一般貨物(船便や航空貨物)を利用する場合
利用した通関業者から請求書が発行されます。
通常、関税、消費税、国内配送料など他の費用とまとめて請求され、指定された期日までに銀行振込で支払う流れとなります。
輸入代行業者を利用する場合
中国輸入で最も一般的なこのケースでは、輸入代行業者がこれらの費用を一時的に立て替えて支払ってくれます。
その後、商品代金や国際送料、その他の手数料と合わせて、利用者へ一括で請求する仕組みです。
通関手数料の請求先は誰?(通関業者・輸入代行業者との違い)
ポイント
通関手数料の請求元を理解するためには、「通関業者」と「輸入代行業者」の役割の違いを知ることが重要です。
どちらも輸入に関わる業者ですが、その業務範囲は以下の通り明確に異なります。
通関業者とは
通関業者は、輸出入者に代わって税関への申告手続きを専門に行うスペシャリストです。
彼らの主な業務は、輸入申告書の作成や税関検査の立ち会いといった、純粋な「通関手続きの代行」です。
DHLやFedExのような国際輸送会社は、自社内に通関部門を持つことで通関業者の役割も果たしています。
輸入代行業者とは
輸入代行業者は、中国の工場やECサイトとの価格交渉、商品の発注、現地での検品、国際発送の手配まで、輸入に関わる一連のプロセスを幅広く代行するサービスです。

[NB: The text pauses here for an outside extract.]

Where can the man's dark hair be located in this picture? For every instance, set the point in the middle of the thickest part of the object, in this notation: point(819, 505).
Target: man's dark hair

通関手続きそのものは、提携している通関業者や利用する国際輸送会社に委託します。
通関業者と輸入代行業者の違い
この両者の違いを以下の表にまとめ、請求元を明確にしましたので、参考にしてください。
| 項目 | 通関業者 | 輸入代行業者 |
|---|---|---|
| 主な業務 | 税関への申告手続き代行 | 商品の仕入れから国際発送までの一連の代行業務 |
| 手数料の内訳 | 通関手続きの代行手数料 | 仕入れ代行手数料、検品費、国際送料、通関手数料(立替分)など |
| 請求元 | 通関業者自身 | 輸入代行業者 |
中国輸入ビジネスを始める方の多くは、輸入代行業者を利用するため、通関手数料は「輸入代行業者からの請求書に含まれる費用の一部」と認識しておけば問題ありません。

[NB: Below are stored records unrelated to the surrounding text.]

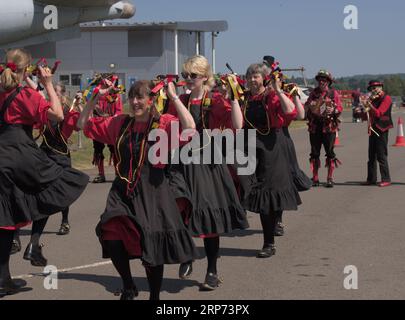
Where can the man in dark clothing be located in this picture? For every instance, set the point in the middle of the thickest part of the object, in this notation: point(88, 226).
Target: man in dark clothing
point(377, 110)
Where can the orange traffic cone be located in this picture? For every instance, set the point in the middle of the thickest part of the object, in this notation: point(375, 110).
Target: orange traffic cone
point(337, 141)
point(400, 136)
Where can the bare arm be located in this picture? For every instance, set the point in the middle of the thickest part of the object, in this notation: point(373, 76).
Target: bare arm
point(286, 104)
point(300, 108)
point(55, 112)
point(185, 117)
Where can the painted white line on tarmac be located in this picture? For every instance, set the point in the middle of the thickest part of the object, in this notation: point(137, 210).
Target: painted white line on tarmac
point(94, 265)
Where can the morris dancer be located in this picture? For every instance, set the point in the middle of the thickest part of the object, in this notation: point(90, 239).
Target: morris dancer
point(105, 108)
point(273, 189)
point(378, 113)
point(31, 185)
point(206, 193)
point(141, 219)
point(323, 109)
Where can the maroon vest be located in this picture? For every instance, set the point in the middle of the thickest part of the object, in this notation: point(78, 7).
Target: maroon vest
point(383, 123)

輸入代行についての詳しい情報は、下記の記事が参考になります。
通関手数料の「勘定科目」はどうすればいい?
ポイント
輸入にかかる関税や通関手数料の「勘定科目」は、「仕入高」として処理するのが一般的です。
輸入において関税や通関手数料は、商品を仕入れる際に必ず発生するコストであるため、会計上は「仕入原価」に含めるのが基本とされています。
例えば、1万円の商品を仕入れたときに、関税が1,000円、通関手数料が300円かかった場合は、帳簿では「仕入高:11,300円」と記帳します。
通関の際に、消費税もかかりますが、輸入消費税は申告時に控除対象となるため、「仮払消費税等」として資産計上して、後で相殺処理するのがいいでしょう。
このあたりの処理は、初心者では難しいため、税理士に相談するのがいいでしょう。